The ad directs you to the campaign’s website, which details the lack of body diversity in the fashion industry today. “The average US woman has always been represented by models that weigh less, but within 17 years their average weight has dropped significantly,” it said. “Sixty-seven percent of US women are size 14-34. But they’re underrepresented on billboards, magazines, TV… everywhere.”
— Lane Bryant (@lanebryant) August 26, 2015
Though many view it as a positive step that the ad was featured in such an iconic fashion publication, Vogue has also come under fire because the advertisement is the only time plus-sized models are featured throughout the 832-pages.
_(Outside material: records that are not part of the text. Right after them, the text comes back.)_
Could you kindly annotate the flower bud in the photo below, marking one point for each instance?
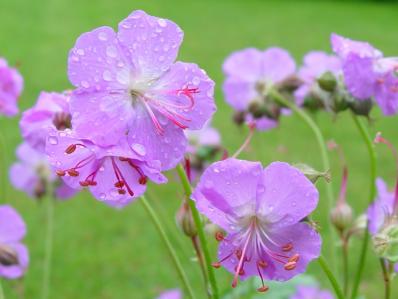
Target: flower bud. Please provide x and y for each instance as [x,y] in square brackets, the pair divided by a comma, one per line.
[8,256]
[361,107]
[312,174]
[327,82]
[239,117]
[386,242]
[341,216]
[185,221]
[359,226]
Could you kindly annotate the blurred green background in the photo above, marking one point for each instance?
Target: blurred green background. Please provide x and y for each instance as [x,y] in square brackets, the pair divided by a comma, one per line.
[104,253]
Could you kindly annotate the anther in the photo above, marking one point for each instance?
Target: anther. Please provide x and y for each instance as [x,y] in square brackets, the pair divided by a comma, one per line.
[73,172]
[142,180]
[216,265]
[241,271]
[263,289]
[84,183]
[60,172]
[294,258]
[70,149]
[119,184]
[219,236]
[262,264]
[287,247]
[290,266]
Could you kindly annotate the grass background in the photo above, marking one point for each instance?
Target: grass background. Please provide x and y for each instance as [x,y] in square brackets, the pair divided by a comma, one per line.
[103,253]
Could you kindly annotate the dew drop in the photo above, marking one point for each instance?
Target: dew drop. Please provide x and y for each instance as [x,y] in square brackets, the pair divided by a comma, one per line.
[53,140]
[139,149]
[162,22]
[111,51]
[106,75]
[102,36]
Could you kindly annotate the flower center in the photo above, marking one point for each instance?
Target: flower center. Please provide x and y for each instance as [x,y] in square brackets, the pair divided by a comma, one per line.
[254,243]
[171,104]
[121,184]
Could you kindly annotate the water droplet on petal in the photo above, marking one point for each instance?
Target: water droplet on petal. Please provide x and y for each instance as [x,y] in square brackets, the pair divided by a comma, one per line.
[139,149]
[53,140]
[162,22]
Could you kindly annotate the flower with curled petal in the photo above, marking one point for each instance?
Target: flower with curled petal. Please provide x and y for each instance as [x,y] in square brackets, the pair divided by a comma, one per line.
[14,257]
[261,210]
[250,75]
[50,111]
[128,83]
[367,73]
[115,175]
[311,292]
[315,64]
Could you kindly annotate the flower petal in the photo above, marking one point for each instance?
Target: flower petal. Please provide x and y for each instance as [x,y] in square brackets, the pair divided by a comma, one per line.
[245,65]
[12,226]
[151,44]
[239,93]
[168,147]
[277,64]
[96,62]
[285,195]
[344,46]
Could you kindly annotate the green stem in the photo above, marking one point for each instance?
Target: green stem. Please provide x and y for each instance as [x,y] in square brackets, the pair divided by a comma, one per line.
[331,277]
[372,193]
[201,234]
[166,240]
[324,156]
[1,291]
[386,278]
[344,248]
[49,202]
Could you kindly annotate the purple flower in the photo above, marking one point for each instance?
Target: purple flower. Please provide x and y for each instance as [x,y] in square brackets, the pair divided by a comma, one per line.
[171,294]
[205,137]
[14,257]
[367,73]
[381,209]
[32,173]
[250,75]
[51,111]
[127,83]
[114,174]
[311,292]
[261,210]
[11,84]
[316,63]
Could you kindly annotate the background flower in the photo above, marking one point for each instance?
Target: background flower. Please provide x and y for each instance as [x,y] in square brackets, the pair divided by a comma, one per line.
[14,258]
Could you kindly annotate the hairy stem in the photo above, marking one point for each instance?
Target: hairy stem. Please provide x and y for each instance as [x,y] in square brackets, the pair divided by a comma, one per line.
[331,277]
[1,291]
[386,279]
[48,249]
[324,156]
[344,249]
[372,193]
[201,234]
[169,246]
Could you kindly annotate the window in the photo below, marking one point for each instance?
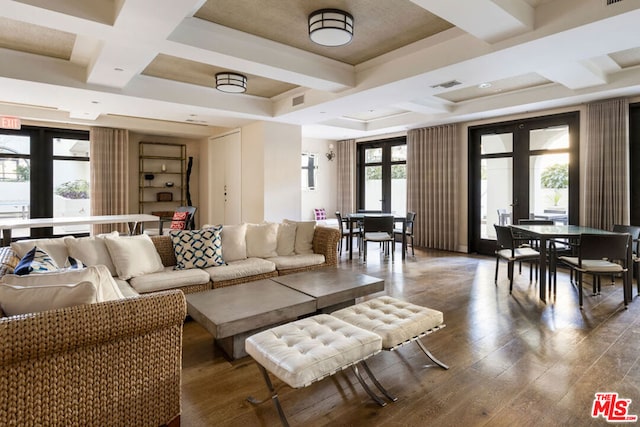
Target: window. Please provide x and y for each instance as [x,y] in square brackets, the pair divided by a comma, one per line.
[44,173]
[382,176]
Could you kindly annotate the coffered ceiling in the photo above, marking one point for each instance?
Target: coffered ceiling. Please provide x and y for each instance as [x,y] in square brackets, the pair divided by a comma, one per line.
[411,63]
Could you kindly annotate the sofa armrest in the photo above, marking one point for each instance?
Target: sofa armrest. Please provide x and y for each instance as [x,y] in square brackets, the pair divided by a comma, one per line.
[110,363]
[325,242]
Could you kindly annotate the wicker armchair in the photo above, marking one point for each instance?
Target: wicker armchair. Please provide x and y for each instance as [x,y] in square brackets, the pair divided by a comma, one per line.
[105,364]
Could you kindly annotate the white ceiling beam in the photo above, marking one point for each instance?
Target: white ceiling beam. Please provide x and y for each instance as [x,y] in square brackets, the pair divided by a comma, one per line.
[488,20]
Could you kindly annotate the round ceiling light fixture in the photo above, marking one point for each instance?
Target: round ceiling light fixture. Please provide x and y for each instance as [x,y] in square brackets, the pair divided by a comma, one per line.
[231,82]
[330,27]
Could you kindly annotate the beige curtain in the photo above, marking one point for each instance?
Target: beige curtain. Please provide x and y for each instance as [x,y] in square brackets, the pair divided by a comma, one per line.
[607,164]
[109,176]
[346,158]
[433,170]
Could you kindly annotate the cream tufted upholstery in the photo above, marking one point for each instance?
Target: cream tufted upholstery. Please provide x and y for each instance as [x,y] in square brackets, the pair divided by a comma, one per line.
[310,349]
[396,321]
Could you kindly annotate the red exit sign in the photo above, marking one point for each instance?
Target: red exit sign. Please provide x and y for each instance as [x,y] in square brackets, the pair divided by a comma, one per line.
[9,122]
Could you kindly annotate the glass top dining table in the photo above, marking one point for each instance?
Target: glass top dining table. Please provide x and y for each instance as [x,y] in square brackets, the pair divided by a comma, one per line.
[354,218]
[545,233]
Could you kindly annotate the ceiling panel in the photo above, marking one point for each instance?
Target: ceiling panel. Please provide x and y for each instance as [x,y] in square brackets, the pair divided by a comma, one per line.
[524,81]
[627,58]
[197,73]
[30,38]
[379,27]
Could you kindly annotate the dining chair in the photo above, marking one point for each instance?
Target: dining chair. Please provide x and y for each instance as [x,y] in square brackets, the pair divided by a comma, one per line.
[510,249]
[344,230]
[596,253]
[408,230]
[634,231]
[378,229]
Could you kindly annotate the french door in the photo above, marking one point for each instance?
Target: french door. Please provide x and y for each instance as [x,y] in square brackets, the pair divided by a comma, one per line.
[524,169]
[382,176]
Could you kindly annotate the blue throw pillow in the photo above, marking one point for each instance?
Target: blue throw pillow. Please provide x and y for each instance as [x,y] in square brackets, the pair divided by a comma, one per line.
[197,248]
[35,261]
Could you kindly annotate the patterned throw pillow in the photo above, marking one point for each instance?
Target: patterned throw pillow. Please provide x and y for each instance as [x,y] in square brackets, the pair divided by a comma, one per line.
[197,248]
[35,261]
[179,220]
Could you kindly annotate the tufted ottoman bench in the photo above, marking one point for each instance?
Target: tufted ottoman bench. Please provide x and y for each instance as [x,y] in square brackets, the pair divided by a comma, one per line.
[310,349]
[396,322]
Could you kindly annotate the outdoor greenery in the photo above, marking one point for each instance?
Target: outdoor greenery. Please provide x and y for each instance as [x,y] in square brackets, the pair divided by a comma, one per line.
[78,189]
[556,178]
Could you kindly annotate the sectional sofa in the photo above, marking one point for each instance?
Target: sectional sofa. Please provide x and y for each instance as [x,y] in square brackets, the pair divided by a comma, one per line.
[116,360]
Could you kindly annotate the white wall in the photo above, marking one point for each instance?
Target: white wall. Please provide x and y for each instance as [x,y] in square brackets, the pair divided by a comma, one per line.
[325,194]
[270,172]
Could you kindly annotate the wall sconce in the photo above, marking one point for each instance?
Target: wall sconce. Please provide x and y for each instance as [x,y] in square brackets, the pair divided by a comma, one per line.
[330,155]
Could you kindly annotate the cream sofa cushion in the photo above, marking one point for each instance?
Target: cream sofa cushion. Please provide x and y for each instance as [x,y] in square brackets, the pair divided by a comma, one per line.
[55,247]
[133,255]
[262,240]
[98,275]
[241,268]
[234,243]
[168,279]
[297,261]
[92,251]
[15,299]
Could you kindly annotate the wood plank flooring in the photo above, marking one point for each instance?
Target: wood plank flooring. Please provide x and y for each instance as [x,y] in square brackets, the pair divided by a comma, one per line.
[513,360]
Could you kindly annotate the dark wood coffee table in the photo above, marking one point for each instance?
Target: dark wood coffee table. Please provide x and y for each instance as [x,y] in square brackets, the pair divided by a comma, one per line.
[233,313]
[333,289]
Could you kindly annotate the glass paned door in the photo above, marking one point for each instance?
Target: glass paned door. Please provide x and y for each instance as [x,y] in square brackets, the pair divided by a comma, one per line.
[522,170]
[382,176]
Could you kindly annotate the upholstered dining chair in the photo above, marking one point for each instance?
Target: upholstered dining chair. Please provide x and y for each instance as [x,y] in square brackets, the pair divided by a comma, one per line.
[378,229]
[183,219]
[408,230]
[509,248]
[596,253]
[344,230]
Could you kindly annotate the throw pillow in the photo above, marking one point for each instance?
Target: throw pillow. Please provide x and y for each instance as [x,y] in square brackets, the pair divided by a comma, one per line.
[234,243]
[304,236]
[55,247]
[197,248]
[74,264]
[262,240]
[179,220]
[133,256]
[98,275]
[320,214]
[16,299]
[35,261]
[286,239]
[92,251]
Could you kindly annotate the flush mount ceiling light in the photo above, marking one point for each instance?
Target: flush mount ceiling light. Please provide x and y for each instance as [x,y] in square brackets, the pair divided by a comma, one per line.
[330,27]
[231,82]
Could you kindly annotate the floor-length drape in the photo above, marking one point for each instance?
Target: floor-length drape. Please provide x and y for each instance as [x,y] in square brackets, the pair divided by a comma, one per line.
[607,164]
[346,158]
[432,185]
[109,175]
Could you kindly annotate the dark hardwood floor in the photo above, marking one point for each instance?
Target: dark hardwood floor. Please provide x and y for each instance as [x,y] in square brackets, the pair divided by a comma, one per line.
[513,360]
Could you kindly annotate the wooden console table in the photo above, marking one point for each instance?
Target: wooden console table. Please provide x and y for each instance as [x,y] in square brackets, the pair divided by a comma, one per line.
[132,220]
And while many might see it as “just two pages,” others in the industry are applauding a huge success.
“It is an advertisement, but it is still an achievement, and it should be seen as one,” said Jenny McQuaile, director of Straight/Curve, a documentary she filmed by speaking with many plus-size models, editors and photographers. “There was a time when you wouldn’t dream of even seeing a plus-size model in an ad in the September issue of Vogue,” she told Mashable.
“What makes anyone think an editorial isn’t going to follow?” added Jessica Lewis, producer of Straight/Curve.
The Huffington Post noted that seven September issues of some of the biggest fashion publications: Vogue, Harper’s Bazaar, W, Elle, Marie Claire, InStyle and Cosmopolitan, featured zero plus-size models in any editorial, and that fact alone tells us that there is a long way to go before we see a change. Actress Melissa McCarthy pointed out that she could get no major designer to dress her curvier shape for the red carpet two years ago and, as a result, has created her own fashion label to help bridge this gap.
“It’s time we see more women on the pages of these magazines, in editorials, which are representative of two-thirds of women out there,” McQuaile continued. “We are making strides, but we still have a ways to go.”